Hi Again Chipp!

I just thought of something else. Apart from using ISM as a message broadcast system, it can also be used as a central place to hold system wide (or inter-stack) data.

On 28 Mar 2006, at 11:01, Chipp Walters wrote:
David,

Also, I see where you're using custom props to hold non-permanent data. While this is OK, I prefer to use library stack locals, as these zero out when the app quits. That way you don't have to explicitly reset them. I like customProps for data which may have to be saved between sessions...just my 2 cents.

ISM has a concept of persistent data which remains across application launches (in a standalone) or across launches of the IDE.

As an example of this, take a Preferences Stack (a separate Prefs.rev file).

The user launches the standalone which takes them to the main application stack (call it AppMain.rev), this in turn allows them to select the preference stack. The user some system-wide preference (say the language is changed from English to Spanish). The preference stack sends a message ("LanguageChanged", "LanguageKindDefault", "Spanish") and all listening objects get the message and change themselves so that they now set their text to the new language). However since only AppMain.rev is "listening" it is the only stack to change.

The user now closes the Preferences Stack and Quits the App (or a developer quits the IDE).

The App is relaunched, the current stack (AppMain.rev) is set to Spanish. The user now does something that calls up another stack like double clicking on a thumbnail of an image so as it see it in an ImageViewer/Editor (call this stack ImageEdit.rev).
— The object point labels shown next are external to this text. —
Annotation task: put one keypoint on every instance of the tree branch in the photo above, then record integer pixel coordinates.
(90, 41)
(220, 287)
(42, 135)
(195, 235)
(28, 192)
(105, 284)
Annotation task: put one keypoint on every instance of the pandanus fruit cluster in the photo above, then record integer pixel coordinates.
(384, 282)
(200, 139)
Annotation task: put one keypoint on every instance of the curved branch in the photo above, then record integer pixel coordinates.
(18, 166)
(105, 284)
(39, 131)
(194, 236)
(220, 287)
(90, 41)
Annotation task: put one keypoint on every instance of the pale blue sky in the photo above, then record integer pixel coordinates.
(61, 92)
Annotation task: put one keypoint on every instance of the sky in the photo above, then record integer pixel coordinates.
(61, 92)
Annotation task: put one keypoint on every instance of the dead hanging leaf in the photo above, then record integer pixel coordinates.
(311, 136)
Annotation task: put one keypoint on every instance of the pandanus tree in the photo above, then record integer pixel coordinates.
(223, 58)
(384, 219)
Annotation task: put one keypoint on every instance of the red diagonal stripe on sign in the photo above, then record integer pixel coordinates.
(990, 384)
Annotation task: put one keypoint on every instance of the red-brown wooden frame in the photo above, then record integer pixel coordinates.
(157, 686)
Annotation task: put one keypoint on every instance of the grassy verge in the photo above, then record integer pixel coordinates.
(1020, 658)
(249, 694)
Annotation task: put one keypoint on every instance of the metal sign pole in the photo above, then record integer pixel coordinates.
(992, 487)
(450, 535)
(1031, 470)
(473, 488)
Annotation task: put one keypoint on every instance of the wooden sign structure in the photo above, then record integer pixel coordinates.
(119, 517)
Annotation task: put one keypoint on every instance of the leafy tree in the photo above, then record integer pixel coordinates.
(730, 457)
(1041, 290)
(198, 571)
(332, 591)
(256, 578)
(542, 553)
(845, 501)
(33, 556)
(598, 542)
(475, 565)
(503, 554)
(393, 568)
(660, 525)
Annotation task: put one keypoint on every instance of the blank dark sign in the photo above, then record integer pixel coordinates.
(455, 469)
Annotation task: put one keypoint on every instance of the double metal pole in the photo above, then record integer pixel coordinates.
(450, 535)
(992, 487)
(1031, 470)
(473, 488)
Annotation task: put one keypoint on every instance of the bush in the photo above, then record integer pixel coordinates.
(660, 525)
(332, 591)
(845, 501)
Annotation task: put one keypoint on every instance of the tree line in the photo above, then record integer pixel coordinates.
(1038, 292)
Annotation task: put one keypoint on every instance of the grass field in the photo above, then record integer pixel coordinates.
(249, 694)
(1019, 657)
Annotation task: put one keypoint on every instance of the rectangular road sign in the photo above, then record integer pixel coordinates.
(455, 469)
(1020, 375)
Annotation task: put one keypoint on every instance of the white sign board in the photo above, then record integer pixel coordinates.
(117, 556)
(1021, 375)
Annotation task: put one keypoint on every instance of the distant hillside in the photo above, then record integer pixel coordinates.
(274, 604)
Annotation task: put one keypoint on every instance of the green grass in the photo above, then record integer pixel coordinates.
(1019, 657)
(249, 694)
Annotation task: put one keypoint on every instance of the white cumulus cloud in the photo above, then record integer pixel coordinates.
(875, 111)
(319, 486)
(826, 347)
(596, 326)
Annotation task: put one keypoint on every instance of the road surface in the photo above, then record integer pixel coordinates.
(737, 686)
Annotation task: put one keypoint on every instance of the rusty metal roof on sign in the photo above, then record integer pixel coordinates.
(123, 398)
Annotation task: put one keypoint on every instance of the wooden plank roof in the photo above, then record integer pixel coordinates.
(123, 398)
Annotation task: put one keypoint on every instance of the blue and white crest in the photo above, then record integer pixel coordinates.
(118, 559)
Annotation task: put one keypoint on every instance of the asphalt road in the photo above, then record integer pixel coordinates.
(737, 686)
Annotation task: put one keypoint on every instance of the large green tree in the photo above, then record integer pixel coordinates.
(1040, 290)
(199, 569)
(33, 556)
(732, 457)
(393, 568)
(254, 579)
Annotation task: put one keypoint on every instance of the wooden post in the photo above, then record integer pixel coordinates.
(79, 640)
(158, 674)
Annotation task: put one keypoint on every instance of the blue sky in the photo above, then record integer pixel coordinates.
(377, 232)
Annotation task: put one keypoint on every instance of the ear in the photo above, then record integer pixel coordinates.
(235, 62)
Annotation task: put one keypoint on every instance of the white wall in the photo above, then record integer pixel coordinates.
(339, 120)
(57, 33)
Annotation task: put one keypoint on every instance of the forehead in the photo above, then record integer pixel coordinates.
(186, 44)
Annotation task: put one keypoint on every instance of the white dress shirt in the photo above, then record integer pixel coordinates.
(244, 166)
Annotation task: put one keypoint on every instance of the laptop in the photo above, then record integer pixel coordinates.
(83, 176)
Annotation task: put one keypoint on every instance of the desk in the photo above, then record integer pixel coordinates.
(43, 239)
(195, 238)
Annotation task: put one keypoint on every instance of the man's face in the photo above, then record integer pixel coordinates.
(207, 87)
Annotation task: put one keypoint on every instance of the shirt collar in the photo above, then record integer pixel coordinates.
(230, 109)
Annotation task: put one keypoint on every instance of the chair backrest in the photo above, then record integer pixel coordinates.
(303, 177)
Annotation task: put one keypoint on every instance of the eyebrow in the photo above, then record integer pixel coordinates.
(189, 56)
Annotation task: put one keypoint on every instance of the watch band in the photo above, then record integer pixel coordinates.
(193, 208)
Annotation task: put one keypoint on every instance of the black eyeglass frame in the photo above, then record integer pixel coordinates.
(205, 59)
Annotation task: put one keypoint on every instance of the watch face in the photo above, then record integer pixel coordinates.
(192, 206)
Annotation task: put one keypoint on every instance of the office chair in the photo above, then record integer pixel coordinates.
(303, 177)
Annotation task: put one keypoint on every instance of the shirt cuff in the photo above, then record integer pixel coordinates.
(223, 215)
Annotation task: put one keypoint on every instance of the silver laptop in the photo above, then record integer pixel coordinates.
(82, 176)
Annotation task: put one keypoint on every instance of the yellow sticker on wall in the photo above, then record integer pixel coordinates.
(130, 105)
The language is still English in the (mageEdit.rev stack (or more accurately it's the language that was last chosen from the Preferences Stack when ImageEdit.rev was last open).

Normally you'd have to do something like call up the Preferences Stack (maybe making it invisible) so that it can re-send it's data) or have the Stack with the new data somehow send it to the new stack . However, in ISM if you make the data persistent, as soon as an Object(s) starts "listening" they get sent the data from the last time it was set, in this case "Spanish". The Preferences Stack doesn't have to be re-opened and there is no extra initialization code needed anywhere. The same path that handles a change also handles the initialization!

So, in order to do this, I need to store persistent data in a custom property. I intend hold this information in locals while the App is running and copy it into Custom Properties in the ISM stack when the last stack de-registers itself. That way I get the best of both worlds!